You won’t believe the drama brewing in the WordPress world right now—it’s like a soap opera, but with more code and fewer love triangles. The main players? Matt Mullenweg, the founder of WordPress, and WP Engine, a major hosting provider. And let me tell you, things are heating up.
Here’s the latest: Mullenweg has just announced that WordPress is “forking” a popular plug-in that WP Engine developed called Advanced Custom Fields (ACF). Now, in non-tech speak, forking means they’re creating a new version of the same plug-in but without WP Engine involved. They’re calling the new plug-in Secure Custom Fields, and Mullenweg says it’s all about getting rid of those pesky upsells WP Engine has been pushing and—more importantly—fixing a serious security issue.
Naturally, WP Engine isn’t thrilled. The ACF team hopped on X (formerly Twitter, but we’re all still calling it Twitter in our hearts, right?) to express their frustration. They accused WordPress of snatching their plug-in right out of their hands without so much as a friendly conversation about it. They’re saying this has never happened before in WordPress’ 21-year history, and they’re pretty upset about the whole thing, calling it an ethical mess.
WordPress fired back, though. Mullenweg pointed out that this has happened before, though he admitted it’s rare. He also clarified that this situation is a bit of a one-off, all thanks to what he called WP Engine’s “legal attacks.” He reassured folks that WordPress doesn’t plan to take over other plug-ins willy-nilly. But hey, WordPress does have guidelines that let them remove or alter plug-ins “in the name of public safety,” so they’re saying this is all fair game.
Just to drive the point home, WordPress posted more details about the security risks with ACF. They said that WP Engine’s refusal to address these issues is a “dereliction of duty” to its users. Ouch.

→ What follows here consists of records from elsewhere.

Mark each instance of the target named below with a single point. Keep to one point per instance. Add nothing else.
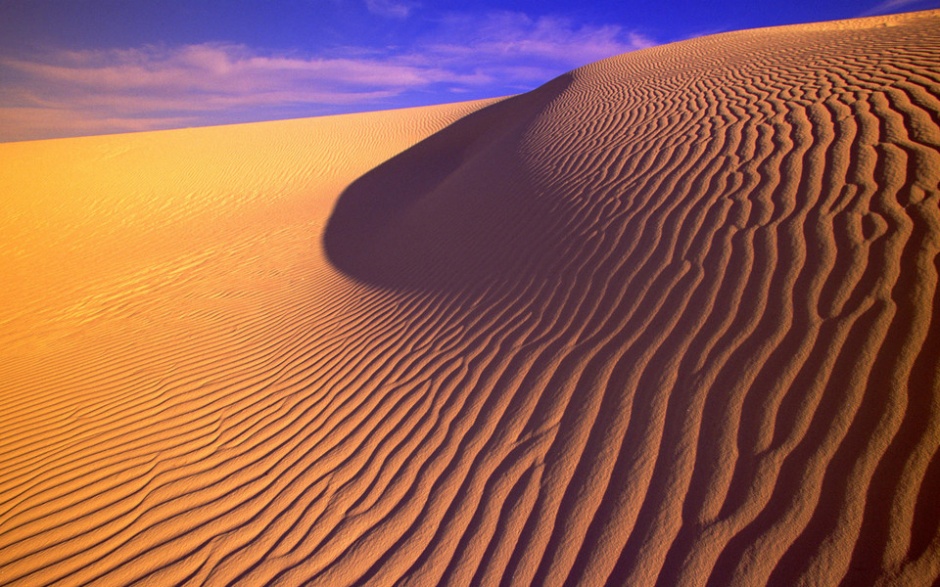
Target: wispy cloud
(891, 6)
(389, 8)
(67, 93)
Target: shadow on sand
(442, 213)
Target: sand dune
(669, 319)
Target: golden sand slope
(668, 319)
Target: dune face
(669, 319)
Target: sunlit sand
(668, 319)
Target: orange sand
(669, 319)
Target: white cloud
(389, 8)
(891, 6)
(69, 93)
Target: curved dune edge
(669, 319)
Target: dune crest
(669, 319)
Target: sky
(84, 67)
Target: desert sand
(668, 319)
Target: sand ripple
(669, 319)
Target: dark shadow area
(445, 212)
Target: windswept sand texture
(669, 319)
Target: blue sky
(78, 67)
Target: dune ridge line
(670, 319)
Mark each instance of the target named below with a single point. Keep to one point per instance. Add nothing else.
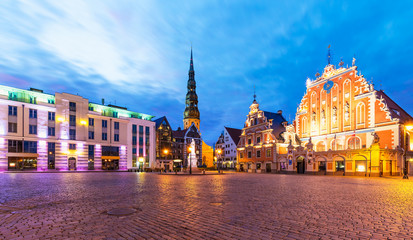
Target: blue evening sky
(136, 53)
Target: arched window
(360, 113)
(304, 125)
(321, 146)
(354, 143)
(336, 145)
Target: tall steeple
(191, 113)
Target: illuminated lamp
(361, 168)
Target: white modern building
(46, 132)
(227, 143)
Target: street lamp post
(190, 159)
(406, 149)
(141, 163)
(165, 152)
(219, 151)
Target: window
(354, 143)
(72, 134)
(91, 159)
(72, 106)
(13, 127)
(12, 111)
(33, 100)
(15, 146)
(51, 131)
(32, 129)
(51, 155)
(110, 151)
(360, 113)
(32, 113)
(30, 147)
(91, 135)
(51, 116)
(72, 119)
(268, 152)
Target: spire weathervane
(329, 55)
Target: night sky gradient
(136, 54)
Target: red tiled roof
(234, 134)
(395, 110)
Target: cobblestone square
(228, 206)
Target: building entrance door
(110, 164)
(268, 167)
(72, 163)
(300, 165)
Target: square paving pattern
(228, 206)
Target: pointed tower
(191, 113)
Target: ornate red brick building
(259, 141)
(352, 128)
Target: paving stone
(228, 206)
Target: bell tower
(191, 113)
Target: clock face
(328, 85)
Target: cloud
(137, 52)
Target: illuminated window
(360, 113)
(72, 106)
(354, 143)
(12, 111)
(32, 113)
(32, 129)
(321, 146)
(51, 131)
(51, 116)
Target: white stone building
(45, 132)
(227, 143)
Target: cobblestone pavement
(239, 206)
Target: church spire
(191, 63)
(191, 113)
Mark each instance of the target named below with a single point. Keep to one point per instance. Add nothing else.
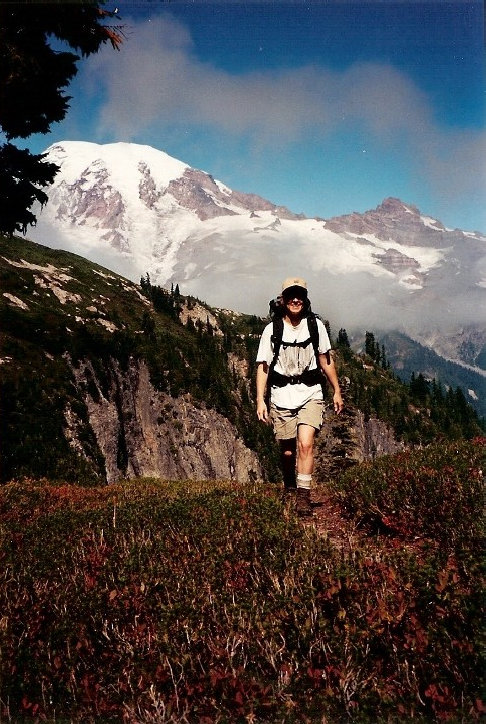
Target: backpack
(310, 377)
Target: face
(294, 300)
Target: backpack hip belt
(308, 377)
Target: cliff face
(143, 432)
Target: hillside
(210, 602)
(104, 379)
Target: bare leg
(305, 458)
(288, 453)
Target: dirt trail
(329, 521)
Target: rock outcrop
(143, 432)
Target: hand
(338, 402)
(262, 412)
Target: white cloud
(158, 82)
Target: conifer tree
(33, 77)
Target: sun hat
(292, 282)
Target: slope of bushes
(157, 602)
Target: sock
(304, 481)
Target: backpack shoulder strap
(314, 334)
(276, 338)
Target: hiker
(293, 354)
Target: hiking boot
(304, 505)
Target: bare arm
(329, 368)
(261, 382)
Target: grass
(151, 601)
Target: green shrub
(181, 602)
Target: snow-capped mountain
(137, 210)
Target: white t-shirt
(293, 361)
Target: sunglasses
(293, 300)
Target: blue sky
(324, 107)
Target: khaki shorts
(285, 422)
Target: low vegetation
(150, 601)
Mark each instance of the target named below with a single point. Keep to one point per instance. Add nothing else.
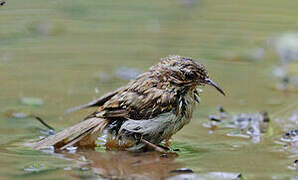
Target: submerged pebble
(32, 101)
(246, 125)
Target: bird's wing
(143, 98)
(97, 102)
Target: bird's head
(184, 72)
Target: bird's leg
(155, 147)
(167, 142)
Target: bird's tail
(82, 134)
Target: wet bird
(143, 113)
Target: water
(67, 52)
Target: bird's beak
(211, 83)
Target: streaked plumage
(153, 107)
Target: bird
(140, 115)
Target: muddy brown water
(67, 53)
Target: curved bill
(211, 83)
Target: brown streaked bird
(143, 113)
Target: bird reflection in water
(126, 165)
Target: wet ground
(58, 54)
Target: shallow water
(67, 53)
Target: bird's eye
(190, 75)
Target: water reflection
(126, 165)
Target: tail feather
(83, 131)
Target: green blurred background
(66, 53)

Now, to fully understand what’s happening here, let’s backtrack. WordPress, as you probably know, is a free, open-source content management system—the thing that powers a huge chunk of the internet, including sites like TechCrunch. Companies like WP Engine and Mullenweg’s own Automattic build on top of that platform, offering hosting and extra services to make WordPress even more powerful.
But recently, Mullenweg hasn’t exactly been singing WP Engine’s praises. In fact, last month, he went all-in with a blog post that essentially called WP Engine a “cancer to WordPress.” No, really, he said that. He threw all kinds of criticisms their way, from their lack of support for certain features to the fact that their branding misleads people into thinking they’re officially connected to WordPress.
And if you thought things couldn’t get more intense, cease-and-desist letters started flying. At one point, WP Engine claimed that Mullenweg was threatening to go “scorched earth nuclear” unless they ponied up and paid for licensing the WordPress trademark. We’re talking full-on legal battle here.
In the middle of all this, WordPress temporarily banned WP Engine from WordPress.org, then briefly lifted the ban, only to put it back in place. This means WP Engine can’t offer automatic updates for ACF through the official WordPress channel—a pretty big deal when it comes to security fixes.
But WP Engine isn’t backing down quietly. They’ve offered a workaround for ACF users who still want to update the plug-in. Free users have to jump through a few hoops, but if you’re paying for the Pro version, you’re good to go with updates directly from the ACF website.
Meanwhile, Mullenweg is already moving forward with Secure Custom Fields, and he’s making it clear that it’s a non-commercial plug-in. In other words, no upsells, no funny business. He even invited developers to join the fun and help improve it.
And that’s where things stand—for now, at least. In the world of WordPress, it seems like anything can happen. Grab your popcorn, folks. It’s going to be a wild ride.